To political science professor Elisa Chelle, who specializes in the United States, Joe Biden’s advanced age may not be a detriment to the Democratic Party in 2024, particularly because of Donald Trump’s legal woes.
“I don’t know about you, but I’m going to go to bed.” With these words, President Joe Biden suddenly ended his press conference in Hanoi, Vietnam, on Sept. 10. Despite the five questions carefully preselected by his staff at the recent Group of 20 Summit, he committed multiple blunders. From “Mohammed VII” to “Prime Minister Xi” to an incomprehensible reference to a western in response to a question on climate change, the event was torturous. Biden appeared beyond tired by jet lag and the pace of international visits. But this was not his first faux pas. There was the “200 million dead from COVID” he spoke of during his 2020 presidential campaign, his directing a question to a deceased congresswoman, or, more recently, his reading aloud instructions from the teleprompter to “repeat the line” in the middle of a speech on abortion rights. Biden’s team has repeatedly come to his aid, relaying to the press the supposed reasons for his gaffes: his stutter, propensity for blunders, or even humor. For their part, Republicans never miss an occasion to mock Biden’s “senility.” As a result, his physical condition now raises questions. Several clips have captured Biden repeatedly stumbling, or incapable of standing. His rigid gait and increasing difficulty getting around fails to draw comment anymore. The failing health of a president is not, of course, unheard of. There was, for example, John F. Kennedy, weakened by Addison’s disease, but treated with drugs and medication. Biden’s advisers are not fools. In 2020, they asserted that their boss would only serve one term. They even confided to the press that Biden would be “a good transition figure,” and that he was considering someone he could “turn things over to after four years.”
And what if the focus on age obscured a political strategy? President Biden has not, officially, prepared a successor. The idea that Vice President Kamala Harris could take the reins has been there since the start of the term. White House communications bear witness to this. On its official X account, formerly known as Twitter, one reads “the Biden-Harris White House,” which suggests a partnership more than a hierarchy. The president has entrusted his vice president with important policy matters, both foreign and domestic. The strategic matter of immigration was at the heart of special interest groups behind the Democratic Party, but also Republican orphans of Donald Trump’s wall.
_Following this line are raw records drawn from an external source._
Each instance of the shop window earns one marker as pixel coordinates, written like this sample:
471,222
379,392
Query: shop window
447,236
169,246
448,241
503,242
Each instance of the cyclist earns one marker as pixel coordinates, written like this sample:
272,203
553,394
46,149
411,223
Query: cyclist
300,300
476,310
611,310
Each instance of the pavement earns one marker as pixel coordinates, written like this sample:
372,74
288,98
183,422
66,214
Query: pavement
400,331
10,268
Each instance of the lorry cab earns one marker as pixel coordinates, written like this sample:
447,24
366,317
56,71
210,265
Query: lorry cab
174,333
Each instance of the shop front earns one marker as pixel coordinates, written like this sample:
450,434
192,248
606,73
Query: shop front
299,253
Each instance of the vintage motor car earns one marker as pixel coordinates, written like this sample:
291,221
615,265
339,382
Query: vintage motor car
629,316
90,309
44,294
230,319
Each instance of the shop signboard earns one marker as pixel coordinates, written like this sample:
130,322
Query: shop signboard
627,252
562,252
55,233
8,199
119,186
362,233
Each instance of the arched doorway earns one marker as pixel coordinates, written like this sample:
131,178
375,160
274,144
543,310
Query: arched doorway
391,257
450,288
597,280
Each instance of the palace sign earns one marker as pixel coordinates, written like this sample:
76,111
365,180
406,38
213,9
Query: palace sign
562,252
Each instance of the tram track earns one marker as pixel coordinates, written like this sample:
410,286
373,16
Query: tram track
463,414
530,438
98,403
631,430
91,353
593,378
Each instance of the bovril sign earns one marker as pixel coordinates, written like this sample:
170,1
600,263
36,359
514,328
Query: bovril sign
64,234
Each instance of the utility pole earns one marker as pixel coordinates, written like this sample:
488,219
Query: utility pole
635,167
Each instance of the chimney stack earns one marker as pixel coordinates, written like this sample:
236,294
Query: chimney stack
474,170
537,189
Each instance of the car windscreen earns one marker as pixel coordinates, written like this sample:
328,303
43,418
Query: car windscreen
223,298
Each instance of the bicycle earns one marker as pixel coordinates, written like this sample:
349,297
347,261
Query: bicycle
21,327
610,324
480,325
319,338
But for three years, Harris, a woman and an ethnic minority, has not succeeded in making a mark. With no enthusiasm from her own camp, her chances of winning the 2024 primaries would have been infinitesimal. If Biden runs again, it is perhaps due to Harris’ failure to gain in popularity. Thus, a new Biden-Harris ticket is announced. This will allow, as provided for in the Constitution, the vice president to replace the president in the event of a failure to perform — a highly likely scenario. This calculation would give Harris the top job without her having to submit to the ballot box.
A bold gamble? Not so sure. Biden, even frail, retains his chance of winning the November 2024 election. As he reiterated on Monday, beyond his age, it is the future of democracy that is at stake — provided he can hold on for 18 months and face an opponent himself weakened, but for other reasons. Trump is the best campaign argument for the Democrats. Public opinion shows that the impeachment inquiry opened by Kevin McCarthy and the Hunter Biden trial carry less weight than Trump’s four criminal cases. The former president remains the bogeyman of choice for the center and the left.
There are two major differences to highlight here in comparison with 2016. First, there is no longer a challenger that hesitant voters might trust for the sake of novelty. Trump’s legal proceedings have, of course, galvanized the hard-core Republican electorate. But these white, less-educated voters are on the decline among the general electorate — representing 60% in the time of Reagan versus 40% today. Generation Z is playing an increasingly greater role in elections. More diverse and educated, it was already influential in the 2020 election, and its share of the electorate is steadily growing. Neither the young, nor moderates, nor independents are overwhelming supporters of Trump. However, their influence will determine the upcoming vote. The insistence of Republicans on nominating the former president as a candidate could be a boon for Biden and for Harris. Some might even say a blessing.